Two recent studies investigated the role of microRNAs (miRNAs) in CRT response [27, 28]. MicroRNAs are a family of small non-coding RNAs that have an important role in the posttranscriptional regulation of gene expression. Since miRNAs are also found to circulate in a stable form in the blood, they have the potential to serve as biomarkers for disease and monitoring of therapy [29]. In one study, miRNAs previously shown to modulate heart failure were found to be differentially expressed in the plasma of CRT responders (defined as a reduction of LVESV > 10 % and an increase of LVEF ≥ 10 %) versus non-responders [27]. A more recent study provided initial evidence that baseline miR-30d levels are associated with a favourable CRT response (defined as an increase of LVEF ≥ 10 %) [28]. Subsequently, these investigators demonstrated a cardiac origin of this miRNA and in cellular studies provided evidence for a role in cardiac biology through molecular pathways mediating hypertrophy and protective against apoptosis. Despite these promising findings, further studies are needed to establish the role of circulating miRNAs as a biomarker for predicting the success of CRT in heart failure [30].

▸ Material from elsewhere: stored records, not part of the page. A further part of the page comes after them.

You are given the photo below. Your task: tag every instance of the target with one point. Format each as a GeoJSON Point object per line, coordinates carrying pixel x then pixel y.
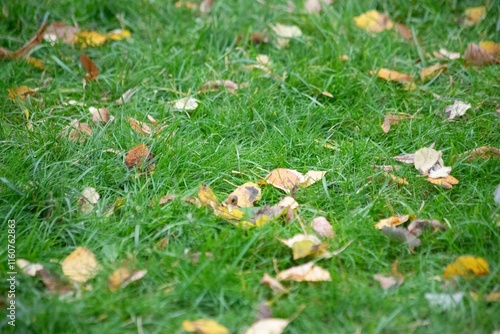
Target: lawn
{"type": "Point", "coordinates": [318, 106]}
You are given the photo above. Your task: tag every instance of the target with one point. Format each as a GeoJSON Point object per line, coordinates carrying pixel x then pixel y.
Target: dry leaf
{"type": "Point", "coordinates": [137, 156]}
{"type": "Point", "coordinates": [392, 221]}
{"type": "Point", "coordinates": [21, 92]}
{"type": "Point", "coordinates": [118, 34]}
{"type": "Point", "coordinates": [432, 71]}
{"type": "Point", "coordinates": [60, 31]}
{"type": "Point", "coordinates": [458, 108]}
{"type": "Point", "coordinates": [446, 182]}
{"type": "Point", "coordinates": [323, 227]}
{"type": "Point", "coordinates": [215, 85]}
{"type": "Point", "coordinates": [140, 127]}
{"type": "Point", "coordinates": [305, 273]}
{"type": "Point", "coordinates": [185, 104]}
{"type": "Point", "coordinates": [122, 277]}
{"type": "Point", "coordinates": [273, 283]}
{"type": "Point", "coordinates": [28, 268]}
{"type": "Point", "coordinates": [474, 15]}
{"type": "Point", "coordinates": [88, 38]}
{"type": "Point", "coordinates": [100, 115]}
{"type": "Point", "coordinates": [204, 326]}
{"type": "Point", "coordinates": [467, 266]}
{"type": "Point", "coordinates": [26, 48]}
{"type": "Point", "coordinates": [245, 195]}
{"type": "Point", "coordinates": [90, 67]}
{"type": "Point", "coordinates": [476, 55]}
{"type": "Point", "coordinates": [284, 33]}
{"type": "Point", "coordinates": [373, 21]}
{"type": "Point", "coordinates": [268, 326]}
{"type": "Point", "coordinates": [81, 265]}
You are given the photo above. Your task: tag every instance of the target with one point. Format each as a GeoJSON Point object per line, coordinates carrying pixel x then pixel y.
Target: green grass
{"type": "Point", "coordinates": [268, 125]}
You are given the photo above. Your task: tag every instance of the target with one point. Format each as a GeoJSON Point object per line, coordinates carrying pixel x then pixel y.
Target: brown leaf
{"type": "Point", "coordinates": [26, 48]}
{"type": "Point", "coordinates": [90, 67]}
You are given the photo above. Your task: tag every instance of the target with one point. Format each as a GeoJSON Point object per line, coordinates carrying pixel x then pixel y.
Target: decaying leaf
{"type": "Point", "coordinates": [81, 265]}
{"type": "Point", "coordinates": [476, 55]}
{"type": "Point", "coordinates": [467, 266]}
{"type": "Point", "coordinates": [474, 15]}
{"type": "Point", "coordinates": [323, 227]}
{"type": "Point", "coordinates": [390, 75]}
{"type": "Point", "coordinates": [215, 85]}
{"type": "Point", "coordinates": [307, 272]}
{"type": "Point", "coordinates": [28, 268]}
{"type": "Point", "coordinates": [432, 71]}
{"type": "Point", "coordinates": [284, 33]}
{"type": "Point", "coordinates": [458, 108]}
{"type": "Point", "coordinates": [140, 127]}
{"type": "Point", "coordinates": [268, 326]}
{"type": "Point", "coordinates": [373, 21]}
{"type": "Point", "coordinates": [88, 38]}
{"type": "Point", "coordinates": [274, 284]}
{"type": "Point", "coordinates": [89, 66]}
{"type": "Point", "coordinates": [245, 195]}
{"type": "Point", "coordinates": [138, 155]}
{"type": "Point", "coordinates": [204, 326]}
{"type": "Point", "coordinates": [392, 221]}
{"type": "Point", "coordinates": [401, 235]}
{"type": "Point", "coordinates": [122, 277]}
{"type": "Point", "coordinates": [185, 104]}
{"type": "Point", "coordinates": [444, 300]}
{"type": "Point", "coordinates": [26, 48]}
{"type": "Point", "coordinates": [21, 92]}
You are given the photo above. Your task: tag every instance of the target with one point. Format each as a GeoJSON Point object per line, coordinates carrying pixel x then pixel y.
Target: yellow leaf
{"type": "Point", "coordinates": [432, 71]}
{"type": "Point", "coordinates": [81, 265]}
{"type": "Point", "coordinates": [204, 326]}
{"type": "Point", "coordinates": [392, 221]}
{"type": "Point", "coordinates": [373, 21]}
{"type": "Point", "coordinates": [88, 38]}
{"type": "Point", "coordinates": [466, 266]}
{"type": "Point", "coordinates": [118, 34]}
{"type": "Point", "coordinates": [474, 15]}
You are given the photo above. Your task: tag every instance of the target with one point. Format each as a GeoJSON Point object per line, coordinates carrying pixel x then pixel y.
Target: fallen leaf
{"type": "Point", "coordinates": [60, 31]}
{"type": "Point", "coordinates": [476, 55]}
{"type": "Point", "coordinates": [274, 284]}
{"type": "Point", "coordinates": [204, 326]}
{"type": "Point", "coordinates": [137, 156]}
{"type": "Point", "coordinates": [323, 227]}
{"type": "Point", "coordinates": [432, 71]}
{"type": "Point", "coordinates": [118, 34]}
{"type": "Point", "coordinates": [474, 15]}
{"type": "Point", "coordinates": [466, 266]}
{"type": "Point", "coordinates": [401, 235]}
{"type": "Point", "coordinates": [140, 127]}
{"type": "Point", "coordinates": [458, 108]}
{"type": "Point", "coordinates": [284, 33]}
{"type": "Point", "coordinates": [392, 221]}
{"type": "Point", "coordinates": [26, 48]}
{"type": "Point", "coordinates": [90, 67]}
{"type": "Point", "coordinates": [81, 265]}
{"type": "Point", "coordinates": [245, 195]}
{"type": "Point", "coordinates": [444, 300]}
{"type": "Point", "coordinates": [100, 115]}
{"type": "Point", "coordinates": [28, 268]}
{"type": "Point", "coordinates": [88, 38]}
{"type": "Point", "coordinates": [268, 326]}
{"type": "Point", "coordinates": [21, 92]}
{"type": "Point", "coordinates": [307, 272]}
{"type": "Point", "coordinates": [185, 104]}
{"type": "Point", "coordinates": [446, 182]}
{"type": "Point", "coordinates": [122, 277]}
{"type": "Point", "coordinates": [373, 21]}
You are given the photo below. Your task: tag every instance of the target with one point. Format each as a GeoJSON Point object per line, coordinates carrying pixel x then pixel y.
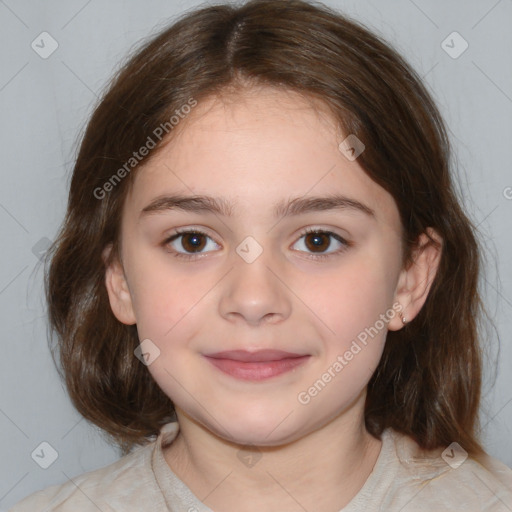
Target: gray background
{"type": "Point", "coordinates": [45, 104]}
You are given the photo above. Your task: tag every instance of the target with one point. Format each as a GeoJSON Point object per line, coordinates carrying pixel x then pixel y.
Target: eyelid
{"type": "Point", "coordinates": [308, 230]}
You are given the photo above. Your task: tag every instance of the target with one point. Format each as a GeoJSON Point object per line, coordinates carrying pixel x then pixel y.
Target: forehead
{"type": "Point", "coordinates": [253, 150]}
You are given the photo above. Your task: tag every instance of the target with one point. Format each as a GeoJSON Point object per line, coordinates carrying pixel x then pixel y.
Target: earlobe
{"type": "Point", "coordinates": [117, 288]}
{"type": "Point", "coordinates": [416, 280]}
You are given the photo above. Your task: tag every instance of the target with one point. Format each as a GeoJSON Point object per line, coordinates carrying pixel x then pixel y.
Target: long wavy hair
{"type": "Point", "coordinates": [428, 382]}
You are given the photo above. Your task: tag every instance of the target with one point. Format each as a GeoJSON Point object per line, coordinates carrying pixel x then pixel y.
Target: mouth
{"type": "Point", "coordinates": [256, 366]}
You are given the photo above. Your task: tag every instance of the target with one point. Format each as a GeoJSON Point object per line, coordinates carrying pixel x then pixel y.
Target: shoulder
{"type": "Point", "coordinates": [126, 483]}
{"type": "Point", "coordinates": [448, 479]}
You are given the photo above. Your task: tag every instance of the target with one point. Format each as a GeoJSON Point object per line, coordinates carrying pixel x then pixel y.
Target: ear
{"type": "Point", "coordinates": [117, 287]}
{"type": "Point", "coordinates": [416, 279]}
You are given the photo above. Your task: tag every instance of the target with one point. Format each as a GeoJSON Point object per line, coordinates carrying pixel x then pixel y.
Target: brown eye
{"type": "Point", "coordinates": [190, 243]}
{"type": "Point", "coordinates": [317, 241]}
{"type": "Point", "coordinates": [321, 244]}
{"type": "Point", "coordinates": [193, 242]}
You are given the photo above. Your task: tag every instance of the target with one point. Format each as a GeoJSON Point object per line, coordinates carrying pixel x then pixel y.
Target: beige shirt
{"type": "Point", "coordinates": [402, 480]}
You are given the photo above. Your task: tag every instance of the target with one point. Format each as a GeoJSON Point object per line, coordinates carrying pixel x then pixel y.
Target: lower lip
{"type": "Point", "coordinates": [252, 370]}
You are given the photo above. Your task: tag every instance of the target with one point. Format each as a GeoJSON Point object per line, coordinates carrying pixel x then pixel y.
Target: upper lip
{"type": "Point", "coordinates": [257, 356]}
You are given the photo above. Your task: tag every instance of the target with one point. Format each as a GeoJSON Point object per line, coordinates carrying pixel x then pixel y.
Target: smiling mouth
{"type": "Point", "coordinates": [256, 366]}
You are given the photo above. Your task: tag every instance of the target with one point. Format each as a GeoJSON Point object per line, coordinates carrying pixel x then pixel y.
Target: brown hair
{"type": "Point", "coordinates": [428, 382]}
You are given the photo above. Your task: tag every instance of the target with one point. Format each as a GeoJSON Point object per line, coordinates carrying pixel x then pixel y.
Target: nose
{"type": "Point", "coordinates": [254, 293]}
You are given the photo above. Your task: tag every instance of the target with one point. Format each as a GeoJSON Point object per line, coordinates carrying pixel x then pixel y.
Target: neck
{"type": "Point", "coordinates": [322, 470]}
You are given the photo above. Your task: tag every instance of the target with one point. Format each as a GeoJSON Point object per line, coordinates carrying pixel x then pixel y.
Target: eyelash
{"type": "Point", "coordinates": [193, 256]}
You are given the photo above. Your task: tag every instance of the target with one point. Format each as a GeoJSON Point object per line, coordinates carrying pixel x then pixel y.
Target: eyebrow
{"type": "Point", "coordinates": [219, 206]}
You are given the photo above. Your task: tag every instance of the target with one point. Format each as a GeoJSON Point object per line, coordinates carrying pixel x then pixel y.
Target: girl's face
{"type": "Point", "coordinates": [250, 278]}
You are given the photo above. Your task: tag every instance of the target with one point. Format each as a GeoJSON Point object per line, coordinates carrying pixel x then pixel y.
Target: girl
{"type": "Point", "coordinates": [265, 289]}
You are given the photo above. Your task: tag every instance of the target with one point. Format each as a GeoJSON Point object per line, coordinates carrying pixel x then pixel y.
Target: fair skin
{"type": "Point", "coordinates": [260, 149]}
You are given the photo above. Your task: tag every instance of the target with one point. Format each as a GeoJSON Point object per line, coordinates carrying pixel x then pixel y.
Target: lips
{"type": "Point", "coordinates": [259, 356]}
{"type": "Point", "coordinates": [256, 366]}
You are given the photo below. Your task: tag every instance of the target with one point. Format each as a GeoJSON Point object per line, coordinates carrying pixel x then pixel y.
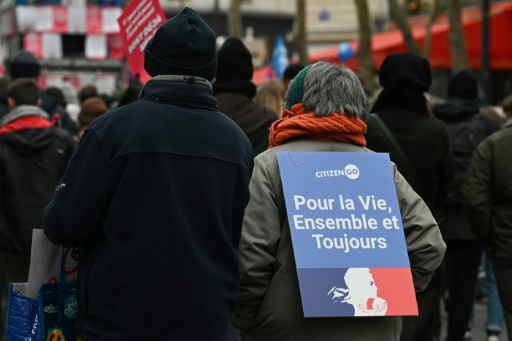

Data on mechanisms underlying dyssynchrony and differential response to CRT are currently scarce and there would be a clear benefit in this regard if genetic studies were to identify possible molecular players. Ion channel or gap junction dysfunction that promotes conduction delay is clearly a highly likely candidate for the development of dyssynchrony. Similarly, structural and contractile proteins are likely involved in the development of heart failure following dyssynchrony. It is plausible that these same pathways may determine response. Gene expression studies in serial biopsies obtained pre- and post-CRT in patients have identified changes in the expression of genes encoding components of Ca²⁺ handling, β-adrenergic receptors, contractile proteins and myocardial natriuretic peptide [31‐33]. In addition, a study conducted in dogs demonstrated that dyssynchrony causes alterations in the myocardial transcriptome that were corrected by CRT [34]. Other experimental studies conducted in animal models have uncovered a number of distinct biological processes that are reversed by CRT; these involve amongst others calcium handling, mitochondrial dysfunction, beta-adrenergic responsiveness, cell survival signalling and electrophysiological changes (reviewed in detail by Kirk and Kass, and Cho et al. [1, 35]). Electrophysiological changes are particularly interesting to understand in view of the fact that CRT not only enhances systolic function but also counteracts malignant arrhythmia [36]. Yet, further studies are needed to determine whether gene expression changes and changes in biological processes observed after CRT in these studies are truly induced by the resynchronisation therapy itself or whether they are epiphenomena of improved left ventricular function. Notwithstanding, one could hypothesise that inter-individual differences in the ability to evoke adequate molecular responses through such pathways, which may very well be genetically determined at least in part, will play a role in inter-individual variability in response to CRT.

While the identification of genetic factors that modulate response to CRT is a relevant quest, since it may contribute to the ability to distinguish responders from non-responders, their identification is highly challenging considering the complexity of the phenotype and the likely complex underlying genetic architecture. In practical terms a number of obstacles, therefore, need to be overcome to enable such genetic studies. These relate primarily to the necessity of large biobanks of deeply and uniformly phenotyped patients. Once such biobanks become available, we can then dissect the possible role of genetic factors through the investigation of candidate pathways (as directed by mechanistic studies in model systems and knowledge on intermediate phenotypes), or in an unbiased genome-wide fashion using current genomic technologies (Fig. 1). Such approaches have been proven successful in studies which identified genetic factors associated with drug response across multiple disorders [37].